Many brides are also opting for more greenery, including a variety of eucalyptus and dark greenery “with a tropical twist of palm fronds, monstera leaves and succulents,” Mandigo said. And for that Lowcountry look, couples often add pampas plumes to bouquets and centerpieces.
Tried-and-true blooms include White Mondial roses, majolica spray roses, baby’s breath and disbuds — an alternative to beautiful-but-pricey dahlias, Mandigo says.
Corn says she’s starting to see a once-ubiquitous bouquet element make a reappearance. “This year, two brides are asking for massive baby’s breath balls,” says Corn, who remembers a surge in baby’s breath orders several years ago after a “Sex and the City” character used it in her wedding.
Another bloom that has staying power in popularity, but not so much in bouquets, is the hydrangea. “A lot of brides really like hydrangea here in the South.

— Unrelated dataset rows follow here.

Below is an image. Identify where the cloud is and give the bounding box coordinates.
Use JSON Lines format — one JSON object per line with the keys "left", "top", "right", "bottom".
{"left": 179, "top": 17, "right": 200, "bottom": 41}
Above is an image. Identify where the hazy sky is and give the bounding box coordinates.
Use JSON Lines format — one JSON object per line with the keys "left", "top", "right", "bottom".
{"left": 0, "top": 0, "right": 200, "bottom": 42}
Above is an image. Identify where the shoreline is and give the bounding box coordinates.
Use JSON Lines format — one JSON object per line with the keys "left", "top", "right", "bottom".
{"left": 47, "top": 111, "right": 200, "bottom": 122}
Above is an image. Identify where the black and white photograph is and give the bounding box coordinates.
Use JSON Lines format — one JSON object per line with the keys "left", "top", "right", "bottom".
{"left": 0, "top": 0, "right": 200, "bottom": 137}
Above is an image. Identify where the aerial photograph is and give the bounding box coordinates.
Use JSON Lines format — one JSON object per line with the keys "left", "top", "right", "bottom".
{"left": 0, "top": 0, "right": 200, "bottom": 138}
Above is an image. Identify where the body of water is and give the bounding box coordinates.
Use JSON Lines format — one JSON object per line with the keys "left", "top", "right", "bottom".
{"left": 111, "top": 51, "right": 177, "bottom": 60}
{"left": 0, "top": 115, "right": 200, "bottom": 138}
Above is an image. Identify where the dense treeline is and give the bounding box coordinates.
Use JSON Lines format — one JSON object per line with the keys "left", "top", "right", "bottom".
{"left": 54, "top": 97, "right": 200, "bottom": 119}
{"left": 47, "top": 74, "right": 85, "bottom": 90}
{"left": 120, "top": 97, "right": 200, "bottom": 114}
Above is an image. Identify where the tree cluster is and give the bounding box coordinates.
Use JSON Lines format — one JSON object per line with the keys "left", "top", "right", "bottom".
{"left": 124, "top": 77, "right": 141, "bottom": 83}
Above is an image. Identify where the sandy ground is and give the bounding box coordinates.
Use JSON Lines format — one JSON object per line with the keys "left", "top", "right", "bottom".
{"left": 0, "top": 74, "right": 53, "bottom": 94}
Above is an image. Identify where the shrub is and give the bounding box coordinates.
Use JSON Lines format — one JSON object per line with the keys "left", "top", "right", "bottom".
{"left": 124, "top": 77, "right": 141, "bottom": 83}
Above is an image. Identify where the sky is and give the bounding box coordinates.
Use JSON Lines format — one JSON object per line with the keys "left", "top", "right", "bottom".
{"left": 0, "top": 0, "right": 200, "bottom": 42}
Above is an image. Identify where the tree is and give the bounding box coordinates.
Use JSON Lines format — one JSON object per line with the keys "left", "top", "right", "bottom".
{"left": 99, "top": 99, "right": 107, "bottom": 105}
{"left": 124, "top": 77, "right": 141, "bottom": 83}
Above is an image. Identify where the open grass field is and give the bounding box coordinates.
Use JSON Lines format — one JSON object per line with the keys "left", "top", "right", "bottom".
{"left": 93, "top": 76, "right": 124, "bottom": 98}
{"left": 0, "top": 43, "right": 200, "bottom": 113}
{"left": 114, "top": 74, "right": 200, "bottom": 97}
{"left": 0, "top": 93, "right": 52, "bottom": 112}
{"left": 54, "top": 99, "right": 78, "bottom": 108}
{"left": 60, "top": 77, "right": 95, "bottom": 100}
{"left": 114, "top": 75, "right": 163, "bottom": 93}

It works great in centerpieces, but unless you’re going to keep putting your bouquet back in water, in the hot months it definitely will shrivel up within a couple hours,” Corn says. “It’s very popular in the South, but not a great bouquet flower.”
Peonies are the No. 1 wedding flower year-round. The problem is their season is limited to June. Corn said that greenhouses set up in Alaska are now producing peonies throughout the year, though they are not as big, full and fluffy as what brides see in magazines.
But if you want big peony-like blooms, take heart.
“Since peonies grew in popularity over the past 10 years, they’ve now created some beautiful breeds of garden roses that open up bigger and fuller, with more and more scale of colors,” Corn said. “They’re definitely different than a standard rose.”
Another beautiful peony stand-in is a creamy white football mum, Mandigo said, which is also a more cost-effective alternative.
Bouquets are shrinking compared to their super sizes last year, the florists say.
“Brides are commenting that their friends had these huge bouquets, and one could not see the bride and her dress,” Mandigo said. “They’re opting for the smaller, elegant garden look, still with loose greenery but more tucked and collared with the floral of choice.” Flowers are showing up in other places too, including greenery accents and candles used as aisle markers — and which can then be repurposed as decorative elements at the reception — draped greenery accents with fairy lighting, and more fresh flowers gracing cakes.
One more interesting and elegant change Mandigo has noticed: “Pin-on and wrist corsages for the mothers are changing to a single stem of floral and greenery with a simple ribbon.”